At the moment, I don’t think we should overly focus on its potential to replace cognitive beings. Instead, we should appreciate that AI can leverage broader data input, discover patterns we can’t easily distinguish and is capable of sorting and matching data much faster than we can. Moreover, it never gets tired and can work 24×7. Ultimately, this will result in potentially better and faster decision making, where emotions or artistic sense might not be the primary quality by which we measure output.

That said, all of AI is not “rosy,” and when matched with robotics, it can be the stuff of nightmares. AI comes with challenges, and while it can autonomously trigger actions based on an algorithmic logic, the logic must be flawless. If not, it will create a lot of “mistakes” and very fast. The necessary algorithms rely on data, hence input quality must be tightly controlled, otherwise, garbage-in, garbage-out, right? So, it’s imperative organizations decide what should and shouldn’t be automated, and it’s an approach that needs to be validated by humans first. AI strategy done well can effectively address a skill shortage, but done wrong and with a “set and forget” mentality, it’ll backfire.

Still, keep in mind that AI can also reflect some of the flaws of its creator. Because humans come with their fair share of challenges, let’s focus on two examples.

Trust, either the lack of or too much of it, can make AI react in a way we did not foresee. Sometimes, emotionless decision-making might be best, sometimes not. The more AI we create, the more we will need to deploy a transposable trust model for this community to interact with each other.

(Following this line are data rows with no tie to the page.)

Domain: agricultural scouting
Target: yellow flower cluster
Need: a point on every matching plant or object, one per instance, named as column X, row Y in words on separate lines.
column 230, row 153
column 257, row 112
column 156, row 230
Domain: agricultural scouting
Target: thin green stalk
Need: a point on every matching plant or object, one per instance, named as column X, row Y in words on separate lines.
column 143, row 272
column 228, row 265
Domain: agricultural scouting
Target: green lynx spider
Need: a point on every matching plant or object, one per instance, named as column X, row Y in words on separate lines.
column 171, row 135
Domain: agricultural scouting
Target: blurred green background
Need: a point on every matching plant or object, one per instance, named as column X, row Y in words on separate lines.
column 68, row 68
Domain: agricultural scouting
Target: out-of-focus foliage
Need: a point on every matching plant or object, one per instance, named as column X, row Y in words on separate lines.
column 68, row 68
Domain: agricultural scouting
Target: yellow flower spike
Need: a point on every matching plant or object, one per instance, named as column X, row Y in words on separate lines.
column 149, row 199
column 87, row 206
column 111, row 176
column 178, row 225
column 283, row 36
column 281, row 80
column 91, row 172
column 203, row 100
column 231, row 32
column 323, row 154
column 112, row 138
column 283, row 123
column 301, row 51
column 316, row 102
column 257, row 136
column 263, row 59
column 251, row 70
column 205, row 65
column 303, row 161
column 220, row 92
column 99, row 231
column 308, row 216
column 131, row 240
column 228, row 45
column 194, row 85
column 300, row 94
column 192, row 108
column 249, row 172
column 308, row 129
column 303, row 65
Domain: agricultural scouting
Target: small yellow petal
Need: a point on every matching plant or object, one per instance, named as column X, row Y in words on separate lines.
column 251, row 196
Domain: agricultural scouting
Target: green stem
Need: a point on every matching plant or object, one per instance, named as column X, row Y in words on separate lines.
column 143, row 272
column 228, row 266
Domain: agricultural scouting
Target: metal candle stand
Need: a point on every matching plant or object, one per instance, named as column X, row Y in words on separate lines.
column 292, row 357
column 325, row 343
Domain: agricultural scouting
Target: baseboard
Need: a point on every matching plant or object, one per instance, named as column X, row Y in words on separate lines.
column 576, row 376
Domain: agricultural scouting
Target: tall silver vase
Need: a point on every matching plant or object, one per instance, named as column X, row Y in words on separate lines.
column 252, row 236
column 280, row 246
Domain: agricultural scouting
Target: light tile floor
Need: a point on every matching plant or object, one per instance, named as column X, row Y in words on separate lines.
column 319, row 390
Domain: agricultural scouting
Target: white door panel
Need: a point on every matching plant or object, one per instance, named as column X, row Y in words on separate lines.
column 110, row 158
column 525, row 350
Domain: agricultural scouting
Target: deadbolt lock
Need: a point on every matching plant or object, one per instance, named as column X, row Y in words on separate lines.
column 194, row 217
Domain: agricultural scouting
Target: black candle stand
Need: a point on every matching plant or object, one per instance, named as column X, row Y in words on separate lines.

After all, in the AI world, there is often little-to-no space for human interference if you want to capture its full benefit.

Transparency is another issue. As a society, we are not ready to entrust to machines many of the things we currently make decisions on – and security is a particularly sensitive area. Without transparency and accountability of the AI, how can we start tackling the notion of responsibility when something goes wrong? And, we must consider at what point will use of AI be mandatory under certain conditions? Will tomorrow’s doctor be personally liable for not using an AI and misdiagnosing potentially cancerous cells construction? As happens with humans, what if the physician simply failed to update a codebase?

It’s no secret that there’s is a lack of qualified security personnel today. That said, I feel it is our responsibility to explore ways to use AI as soon as possible in order to remove any item from our task list that can be automated. As a rule of thumb, I think of the Pareto Principal – AI should do the 80 percent of the job so we can focus on the 20 percent where human interaction and decision-making is a must.

Pareto likely never saw this coming, yet, the formula applies to our profession. AI could allow us to free up time and deliver more value with the same salary cost structure.

And believe me, we will need time because part of that 20 percent will be required to analyze the new business risks of using AI in the real world, one fraught with real and increasing security challenges.